1 - Il peut directement agir contre le vendeur, professionnel ou simple particulier, pour diminuer le prix de vente, voire pour faire annuler purement et simplement la transaction.

2 - Le recours se fonde sur le vice caché tel qu'il est défini dans l'article 1641 du Code civil. Selon ce texte, le plaignant doit démontrer qu'il n'avait pas eu connaissance du vice et que celui-ci est antérieur à la vente. Cette action n'est pas limitée dans le temps, mais elle doit être intentée dans un délai de deux ans à compter de la découverte du dommage. L'acheteur aura cependant obligatoirement recours, au préalable, à une action en référé-expertise afin que le vice soit confirmé par un expert judiciaire.

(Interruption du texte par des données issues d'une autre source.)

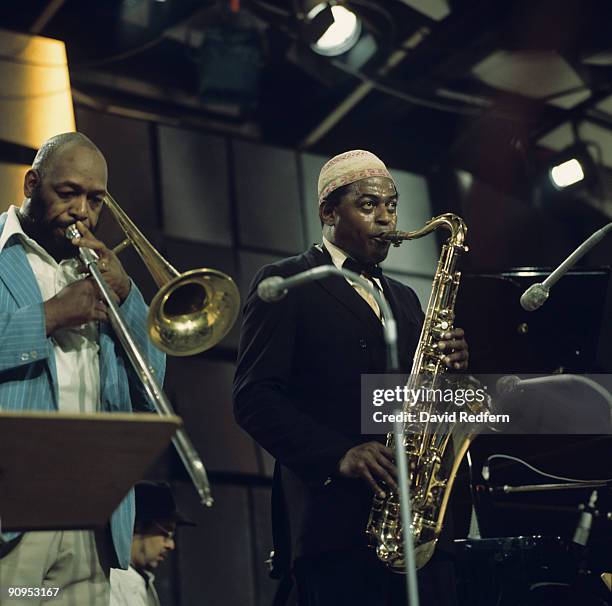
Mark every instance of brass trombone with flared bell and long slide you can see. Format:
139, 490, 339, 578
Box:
66, 194, 240, 506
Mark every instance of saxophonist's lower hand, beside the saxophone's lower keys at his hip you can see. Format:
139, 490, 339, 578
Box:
338, 442, 397, 499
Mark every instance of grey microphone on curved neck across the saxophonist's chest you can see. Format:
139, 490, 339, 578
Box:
257, 265, 399, 372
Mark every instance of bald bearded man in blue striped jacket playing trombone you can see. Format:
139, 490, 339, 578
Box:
0, 133, 165, 606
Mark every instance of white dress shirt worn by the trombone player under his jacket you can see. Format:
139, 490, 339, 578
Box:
0, 206, 100, 413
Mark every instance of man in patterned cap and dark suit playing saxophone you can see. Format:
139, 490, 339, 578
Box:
234, 150, 468, 606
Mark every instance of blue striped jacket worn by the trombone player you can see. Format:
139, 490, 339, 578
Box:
0, 213, 166, 568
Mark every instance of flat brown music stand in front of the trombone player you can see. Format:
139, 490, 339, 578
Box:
0, 412, 182, 531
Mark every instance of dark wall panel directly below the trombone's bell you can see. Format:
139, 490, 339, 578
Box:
165, 354, 259, 475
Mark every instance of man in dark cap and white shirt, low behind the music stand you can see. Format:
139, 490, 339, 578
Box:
110, 482, 195, 606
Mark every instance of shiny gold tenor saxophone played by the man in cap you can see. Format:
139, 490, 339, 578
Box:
366, 213, 482, 573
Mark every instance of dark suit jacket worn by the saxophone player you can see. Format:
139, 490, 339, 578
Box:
234, 246, 423, 563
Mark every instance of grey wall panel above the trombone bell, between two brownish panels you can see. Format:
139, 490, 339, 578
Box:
157, 126, 233, 246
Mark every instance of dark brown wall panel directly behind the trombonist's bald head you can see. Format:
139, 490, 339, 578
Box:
76, 108, 159, 235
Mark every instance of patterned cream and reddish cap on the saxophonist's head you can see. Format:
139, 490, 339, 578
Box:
318, 149, 395, 204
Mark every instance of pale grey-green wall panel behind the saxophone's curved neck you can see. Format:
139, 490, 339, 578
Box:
383, 170, 439, 275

3 - Le vice doit être d'une gravité suffisante pour rendre le bien impropre à l'usage auquel on le destine, ou le diminuant tellement que l'acheteur ne l'aurait pas acquis, ou à un moindre prix, s'il l'avait connu. Un bon exemple est l'impossibilité d'utiliser pleinement les capacités techniques et mécaniques d'un véhicule. Le simple préjudice d'agrément ou d'esthétisme est inopérant.

4 - L'acheteur a le choix entre rendre le véhicule et se faire restituer le prix (action rédhibitoire), ou le garder et demander une restitution partielle de la somme versée (action estimatoire).